Yansılar üzerine Diyanet İşleri Başkanlığı, geçen günlerde yaptığı açıklamada yine bir pandemi hastanesinin planlanması halinde mevcut olan araziyi de iade etmeye hazır olduklarını söz etti. Milliyet olarak tartışmaların odağındaki Heybeliada Sanatoryumu ile ilgili ada sakinlerinin neler düşündüğünü sorduk.
‘Laboratuvar olabilir’
Heybeliada Sanatoryumu’nun yalnızca bir hastane olarak planlanmadığını söyleyen Adalar Kent Kurulu Lideri İskender Öztürk, sanartoryumun Refik Saydam’ın da ortalarında bulunduğu dünya çapında bilim insanlarının yetiştiği bir okul olduğunu kaydetti. “Bu cins pak havalı tenha koylu yerler turizm hedefi dışındaki, bilimsel araştırmalar için de kullanılabilir” diyen Öztürk, “Kent kurulu olarak teklifimiz; orası salgın hastalıklar yüklü bir araştırma merkezi yahut laboratuvar olabilir. Bir sürü yetişmiş insanımız var fakat dünyanın farklı yerlerinde çalışıyorlar. Bu adaların kalkınmasında çok faydalı olur” dedi. Ada sakini ve kent kurulu üyesi Kenan Yakut da, “Adalıların kültürel ve toplumsal faaliyetlerini yapabilecekleri bir alan yok. Heybeliada’da hastane zahmetimiz var. Burada biri kalp krizi geçirse ya da öteki bir rahatsızlık geçirse motorla karşıya götürmemiz çok güç.

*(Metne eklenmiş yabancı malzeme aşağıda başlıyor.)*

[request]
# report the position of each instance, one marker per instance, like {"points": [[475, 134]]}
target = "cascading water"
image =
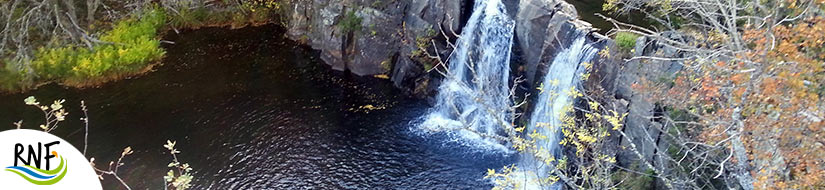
{"points": [[476, 85], [550, 106]]}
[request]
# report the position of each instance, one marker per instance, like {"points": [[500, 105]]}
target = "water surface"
{"points": [[252, 110]]}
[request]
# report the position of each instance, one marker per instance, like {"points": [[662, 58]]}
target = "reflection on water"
{"points": [[251, 110]]}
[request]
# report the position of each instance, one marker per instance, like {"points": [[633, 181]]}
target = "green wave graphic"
{"points": [[62, 166]]}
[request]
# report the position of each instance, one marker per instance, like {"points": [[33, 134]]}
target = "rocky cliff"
{"points": [[389, 34]]}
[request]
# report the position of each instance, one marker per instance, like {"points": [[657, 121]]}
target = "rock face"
{"points": [[537, 24]]}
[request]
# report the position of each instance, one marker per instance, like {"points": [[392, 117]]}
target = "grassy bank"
{"points": [[128, 47]]}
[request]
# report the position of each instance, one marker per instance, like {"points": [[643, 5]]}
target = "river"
{"points": [[250, 109]]}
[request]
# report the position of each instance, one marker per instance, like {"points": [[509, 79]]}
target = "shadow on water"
{"points": [[252, 110], [588, 8]]}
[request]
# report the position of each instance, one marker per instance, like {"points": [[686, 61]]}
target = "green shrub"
{"points": [[350, 23], [626, 40], [130, 45]]}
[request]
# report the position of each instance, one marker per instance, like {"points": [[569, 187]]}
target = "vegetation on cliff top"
{"points": [[99, 49]]}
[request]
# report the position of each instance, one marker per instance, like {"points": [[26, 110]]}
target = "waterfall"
{"points": [[562, 76], [474, 94]]}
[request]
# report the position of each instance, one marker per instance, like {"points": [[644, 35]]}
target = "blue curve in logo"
{"points": [[31, 173]]}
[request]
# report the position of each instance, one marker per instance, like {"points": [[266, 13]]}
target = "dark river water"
{"points": [[250, 109]]}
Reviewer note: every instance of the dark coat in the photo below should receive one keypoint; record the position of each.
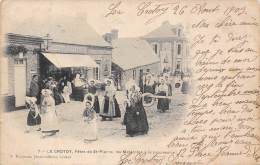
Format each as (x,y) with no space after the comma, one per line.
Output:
(34,89)
(96,105)
(135,119)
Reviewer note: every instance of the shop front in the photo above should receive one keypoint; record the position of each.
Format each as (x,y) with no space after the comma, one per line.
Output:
(76,68)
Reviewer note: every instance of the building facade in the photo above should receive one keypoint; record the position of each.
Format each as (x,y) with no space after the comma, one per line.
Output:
(19,67)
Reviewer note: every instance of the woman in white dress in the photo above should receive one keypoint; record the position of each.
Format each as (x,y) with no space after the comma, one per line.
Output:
(49,124)
(67,91)
(113,110)
(163,90)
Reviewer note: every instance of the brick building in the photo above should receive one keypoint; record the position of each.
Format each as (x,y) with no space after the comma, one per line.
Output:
(171,46)
(42,44)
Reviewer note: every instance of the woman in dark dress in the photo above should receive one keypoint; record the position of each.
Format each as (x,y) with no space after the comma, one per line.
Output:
(92,87)
(33,117)
(135,117)
(162,90)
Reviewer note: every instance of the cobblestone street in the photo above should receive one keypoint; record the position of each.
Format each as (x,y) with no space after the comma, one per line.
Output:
(70,122)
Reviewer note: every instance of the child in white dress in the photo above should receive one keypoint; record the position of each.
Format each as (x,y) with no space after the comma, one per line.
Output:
(90,120)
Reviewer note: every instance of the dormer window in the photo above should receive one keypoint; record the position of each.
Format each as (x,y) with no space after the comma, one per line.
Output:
(155,48)
(179,32)
(179,49)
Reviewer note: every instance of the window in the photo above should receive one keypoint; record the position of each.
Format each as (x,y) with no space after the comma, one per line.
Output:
(179,32)
(96,71)
(134,74)
(178,66)
(179,49)
(155,48)
(4,75)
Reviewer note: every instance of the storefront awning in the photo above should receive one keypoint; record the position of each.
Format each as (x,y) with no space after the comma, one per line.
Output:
(70,60)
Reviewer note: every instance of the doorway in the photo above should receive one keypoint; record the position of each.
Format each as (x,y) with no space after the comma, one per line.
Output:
(20,82)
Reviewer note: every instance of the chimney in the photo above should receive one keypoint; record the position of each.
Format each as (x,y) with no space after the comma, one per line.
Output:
(113,35)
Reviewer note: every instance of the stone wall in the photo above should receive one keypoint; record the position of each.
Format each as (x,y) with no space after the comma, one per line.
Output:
(128,74)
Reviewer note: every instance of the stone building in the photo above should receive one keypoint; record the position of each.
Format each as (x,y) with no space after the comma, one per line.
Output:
(44,43)
(170,44)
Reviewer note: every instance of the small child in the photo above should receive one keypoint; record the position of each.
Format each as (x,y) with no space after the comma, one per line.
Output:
(90,121)
(33,117)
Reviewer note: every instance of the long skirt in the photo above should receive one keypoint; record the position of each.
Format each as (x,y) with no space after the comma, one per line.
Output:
(185,87)
(89,130)
(148,89)
(66,97)
(58,97)
(49,120)
(163,103)
(135,120)
(113,109)
(32,120)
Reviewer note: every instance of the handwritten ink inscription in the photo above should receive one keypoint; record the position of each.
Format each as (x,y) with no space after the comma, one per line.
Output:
(222,119)
(114,9)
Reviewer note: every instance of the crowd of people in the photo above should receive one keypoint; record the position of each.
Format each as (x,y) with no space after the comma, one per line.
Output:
(99,100)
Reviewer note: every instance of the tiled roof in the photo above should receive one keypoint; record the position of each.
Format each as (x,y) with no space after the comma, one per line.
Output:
(130,53)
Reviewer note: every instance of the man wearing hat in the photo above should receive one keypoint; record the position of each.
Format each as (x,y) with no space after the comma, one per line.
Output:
(101,101)
(113,110)
(91,86)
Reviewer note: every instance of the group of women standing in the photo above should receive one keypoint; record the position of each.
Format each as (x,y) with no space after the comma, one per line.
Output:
(161,87)
(99,100)
(105,104)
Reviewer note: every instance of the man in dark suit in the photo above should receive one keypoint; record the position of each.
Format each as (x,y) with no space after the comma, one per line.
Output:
(101,103)
(35,89)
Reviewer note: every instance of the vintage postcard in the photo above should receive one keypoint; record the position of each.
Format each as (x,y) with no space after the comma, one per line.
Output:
(140,82)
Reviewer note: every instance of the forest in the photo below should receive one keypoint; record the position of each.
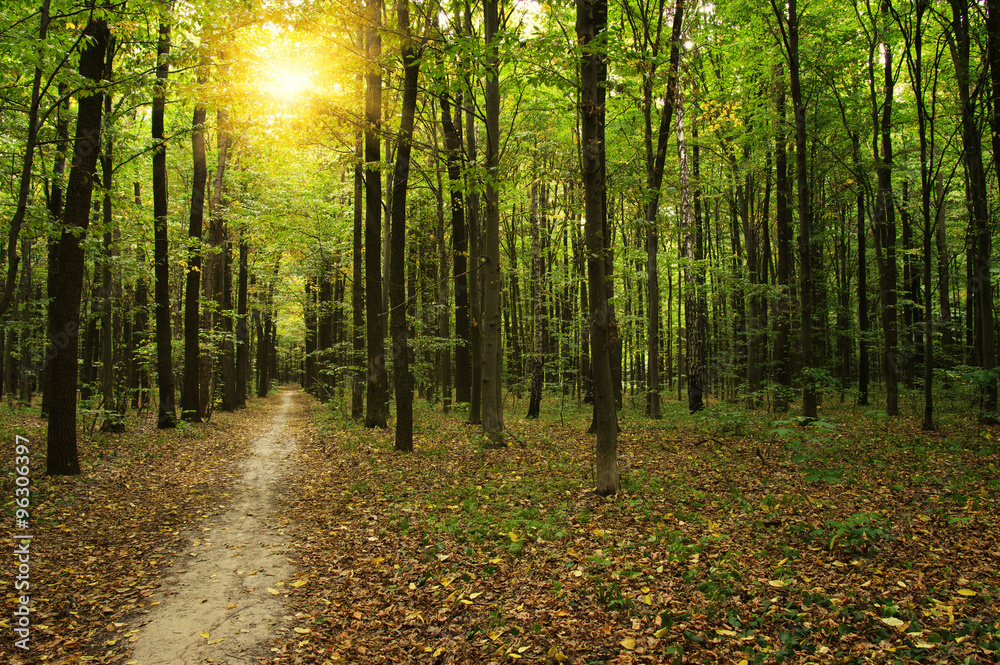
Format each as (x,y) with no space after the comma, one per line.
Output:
(686,261)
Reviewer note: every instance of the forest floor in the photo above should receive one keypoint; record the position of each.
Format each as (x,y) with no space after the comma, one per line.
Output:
(738,537)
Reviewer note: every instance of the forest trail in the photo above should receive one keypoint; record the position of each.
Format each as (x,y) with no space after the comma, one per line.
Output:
(223,603)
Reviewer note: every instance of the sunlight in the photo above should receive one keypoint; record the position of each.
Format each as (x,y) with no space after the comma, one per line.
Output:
(287,81)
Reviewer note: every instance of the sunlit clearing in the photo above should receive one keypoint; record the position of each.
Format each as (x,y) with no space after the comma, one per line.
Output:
(288,82)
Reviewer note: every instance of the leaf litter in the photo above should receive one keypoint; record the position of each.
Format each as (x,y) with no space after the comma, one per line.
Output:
(861,543)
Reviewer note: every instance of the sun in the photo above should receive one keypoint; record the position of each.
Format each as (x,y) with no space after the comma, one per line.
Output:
(288,82)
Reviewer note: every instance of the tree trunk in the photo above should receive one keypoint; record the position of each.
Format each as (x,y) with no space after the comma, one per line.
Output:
(783,223)
(167,416)
(402,378)
(378,404)
(809,392)
(242,327)
(538,321)
(113,421)
(691,257)
(981,286)
(24,187)
(591,22)
(654,179)
(492,359)
(191,392)
(864,368)
(885,223)
(64,311)
(475,277)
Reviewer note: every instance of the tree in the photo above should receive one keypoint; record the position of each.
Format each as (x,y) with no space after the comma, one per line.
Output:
(24,185)
(378,404)
(492,359)
(980,228)
(64,312)
(402,378)
(161,286)
(191,394)
(647,38)
(591,26)
(789,34)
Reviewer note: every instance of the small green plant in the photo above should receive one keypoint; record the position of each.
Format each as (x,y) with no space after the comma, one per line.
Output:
(859,531)
(610,594)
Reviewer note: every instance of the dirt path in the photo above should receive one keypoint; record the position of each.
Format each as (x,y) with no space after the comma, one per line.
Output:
(223,602)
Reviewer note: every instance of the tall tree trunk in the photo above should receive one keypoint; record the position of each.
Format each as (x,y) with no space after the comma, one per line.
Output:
(783,224)
(691,257)
(654,179)
(64,311)
(402,378)
(475,276)
(378,402)
(885,218)
(113,421)
(242,326)
(191,393)
(55,213)
(864,368)
(459,247)
(492,362)
(591,23)
(357,286)
(981,287)
(167,415)
(538,321)
(810,394)
(309,380)
(220,273)
(24,185)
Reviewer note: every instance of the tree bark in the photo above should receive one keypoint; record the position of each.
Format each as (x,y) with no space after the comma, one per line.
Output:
(24,185)
(492,359)
(358,285)
(591,24)
(691,256)
(783,225)
(402,378)
(460,248)
(64,311)
(981,286)
(475,277)
(378,403)
(538,319)
(191,393)
(242,326)
(167,416)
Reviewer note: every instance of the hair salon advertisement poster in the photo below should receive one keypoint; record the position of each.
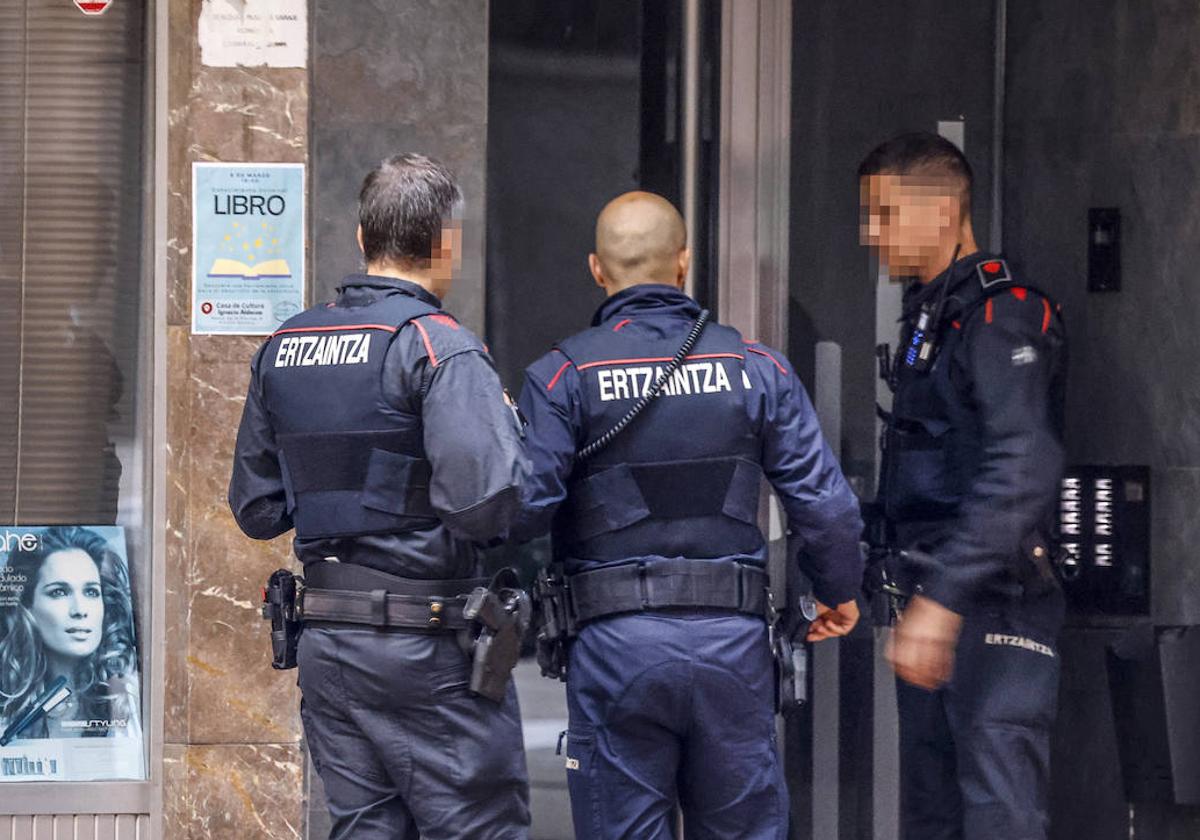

Berbat hava şartlarında adalılar bu kadar yakınken sıhhat hizmeti alamıyor. 200 dönümlük içerisinde plajı, okulu ve salonları bulunan bir alanın adalıların muhtaçlıkları dururken diğer kurumlara tahsis edilmesi uygun değil” tabirlerini kullandı.
‘Hastanemiz yok’
Heybeliada’da 30 yıldır esnaf olan Cemal Tanrıkulu ise Heybeliada Sanatoryumu’nun kapatılmasının adalıların iktisadına büyük ziyan verdiğini belirtti. Eski günleri anlatan Tanrıkulu, “Oradaki bütün hekimler, hemşireler bizim müşterimizdi. Ada’da acil bir durum olsa müdahale edilecek hastane yok. O yüzden sanatoryum adalıların yararlanabileceği olağan bir hastaneye dönüştürülmeli” diye konuştu. Doğma büyüme adalı olan Uğur Tipken (83) ise sanatoryumun öğretim yeri olması gerektiıini söyledi. “Başımız sıkıştığında gidebileceğimiz bir yerdi” diyen Sabahattin Yıldırım, şunları söyledi:
“Adalılar için hastanenin burada olması hoştu. Başımız sıkıştığı vakit gidebileceğimiz bir yer vardı. Hem de hastasını ziyaret etmeye gelenlerin ada esnafına ekonomik katkısı oluyordu. Hastane gittikten sonra buraya gelen giden yok. Adalıların hastaneye gereksinimi olduğu halde orada atıl bir binanın olması bizi rahatsız ediyor. Küçük çaplı bir hastane yapılabilir, üniversite olabilir orası. Atatürk imzalı bir yerin atıl bir durumda bırakılmaması lazım.”